When data are not on a line, \mathbf{y} - m\mathbf{x} \neq \mathbf{0}. The vector \mathbf{y} - m\mathbf{x} is the residual vector; we minimize \|\mathbf{y} - m\mathbf{x}\|^2.
The best m minimizes \|\mathbf{y} - m\mathbf{x}\|^2. Geometrically, that happens when the residual \mathbf{y} - m\mathbf{x} is orthogonal to \mathbf{x}.
m \mathbf{x} - \mathbf{y} should be orthogonal to \mathbf{x}, so \mathbf{x} \cdot (m \mathbf{x} - \mathbf{y}) = 0.
\begin{aligned} m \mathbf{x} \cdot \mathbf{x} - \mathbf{x} \cdot \mathbf{y} &= 0 \\ m \,\mathbf{x} \cdot \mathbf{x} &= \mathbf{x} \cdot \mathbf{y} \end{aligned}
In matrix notation: \mathbf{x} \to \mathbf{A}, \mathbf{y} \to \mathbf{b}, m \to \mathbf{x}. Then \mathbf{A} \mathbf{x} = \mathbf{b} is inconsistent; the best fit satisfies
\mathbf{A}^T \mathbf{A} \mathbf{x} = \mathbf{A}^T \mathbf{b}
These are the normal equations.
When there is one predictor and one response, \mathbf{x} (the unknown) is a scalar. Write the predictor vector as \mathbf{a} and the response vector as \mathbf{b}. Then:
\mathbf{a}^T \mathbf{a}\, x = \mathbf{a}^T \mathbf{b} \quad \Rightarrow \quad x = \frac{\mathbf{a} \cdot \mathbf{b}}{\mathbf{a} \cdot \mathbf{a}}
This is the slope of the least-squares line (through the origin).

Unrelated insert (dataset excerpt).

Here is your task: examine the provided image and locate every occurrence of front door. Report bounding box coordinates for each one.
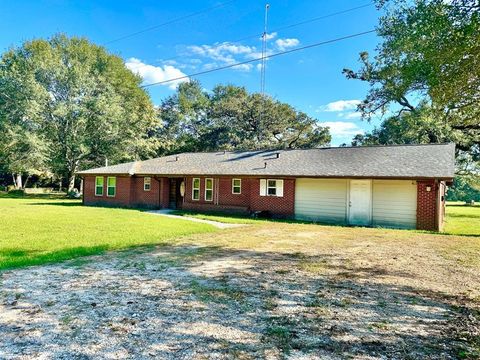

You have a scale that measures in unknown units. You have items of known weight approximately 2, 5, and 7 pounds. You measure the scale output and get 0.7, 2.4, and 3.2. What is the conversion factor from the scale’s units to pounds?
Set \mathbf{a}= [2,\, 5,\, 7]^T and \mathbf{b}= [0.7,\, 2.4,\, 3.2]^T. We want x such that \mathbf{a} \cdot x = \mathbf{b} (componentwise); the system is inconsistent, so we use least squares.
\mathbf{a}^T \mathbf{a}\, x = \mathbf{a}^T \mathbf{b} \quad \Rightarrow \quad x = \frac{2(0.7) + 5(2.4) + 7(3.2)}{2^2 + 5^2 + 7^2} \approx 0.459
So to convert from scale units to pounds, multiply by \approx 0.459 (i.e., scale reading \times 0.459 \approx pounds).
(Book may use the opposite convention: conversion from pounds to scale units.)